Tulane’s ByWater Institute gets new leadership
Mark Davis, founding director of the Tulane Institute on Water Resources and Law Policy, has been appointed director of Tulane University’s ByWater Institute.
Opened in August 2016, the ByWater Institute brings scholars from across disciplines together to find innovative solutions to one of the biggest challenges facing Louisiana and vulnerable communities worldwide — how to manage threats of rising water from coastal erosion, natural disasters and a changing environment.
Davis is a widely consulted authority on water management and a senior research fellow at Tulane Law School. He previously spent 14 years as executive director of the Coalition to Restore Coastal Louisiana, where he helped shape programs and policies to improve the stewardship of the wetlands and waters of coastal Louisiana.
"We’ve always relied on the support and partnership of people from engineering, science, the arts and architecture, and this is an opportunity to take that collaboration to the next level.”
Mark Davis
A core asset of the ByWater Institute is the new Tulane River and Coastal Center, a 5,800-square-foot facility located at the Robin Street Wharf on the Mississippi River in downtown New Orleans. The center houses conference and research facilities, classrooms, a riverfront observatory and staging areas for field operations. It serves as a hub for research and outreach relating to coastal preservation and restoration, water resources, ecology and energy.
Appointed to his new role by Provost Robin Forman, Davis will continue to direct the Institute on Water Resources Law and Policy. His dual leadership roles will ensure that “the law school’s strengths in maritime, environmental and energy law are appropriately represented in emerging university initiatives,” said Tulane Law School Dean David Meyer.
“There is a lot of commonality between the two,” Davis said. “It’s really a question of expanding the reach and collaborative power of the university. We’ve always relied on the support and partnership of people from engineering, science, the arts and architecture, and this is an opportunity to take that collaboration to the next level.”
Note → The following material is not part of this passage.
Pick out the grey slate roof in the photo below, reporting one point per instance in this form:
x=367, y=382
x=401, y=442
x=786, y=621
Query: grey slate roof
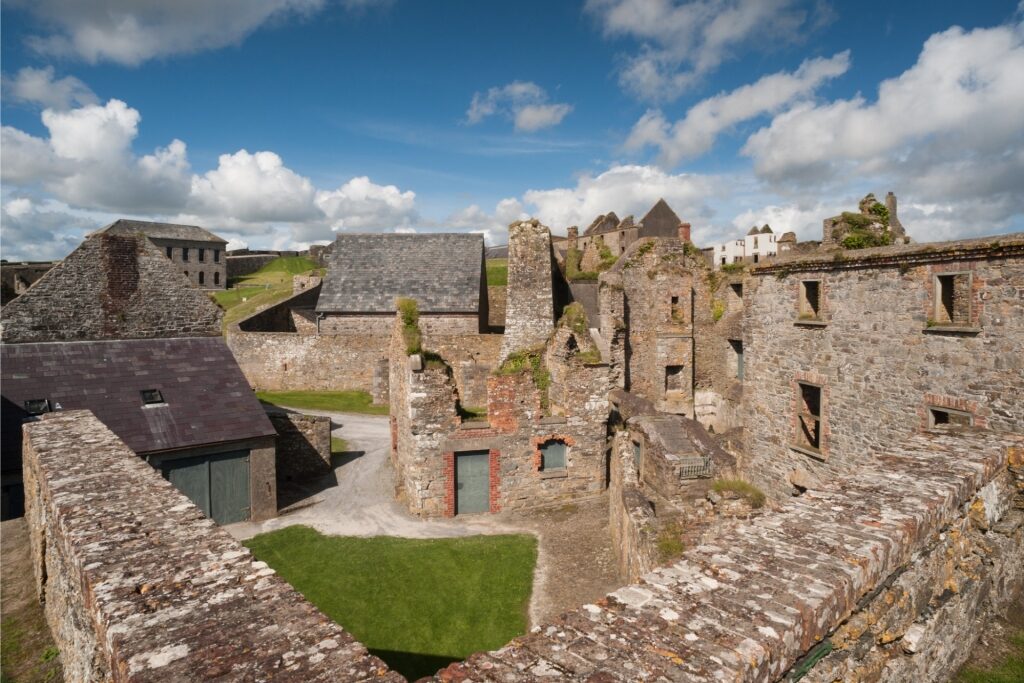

Forman said Davis is the ideal fit for the position. "In his work on water policy, Mark has collaborated with scientists and engineers across the campus and across the state. He has the breadth of vision and the ability to work in intensely interdisciplinary environments that are crucial for the success of the institute. And his passion for the work of the Bywater Institute is infectious."
Davis replaces associate professor of river and coastal studies Michael Blum, who with his wife, Tulane assistant professor Elizabeth Derryberry, is joining the Department of Ecology and Evolutionary Biology at the University of Tennessee at Knoxville.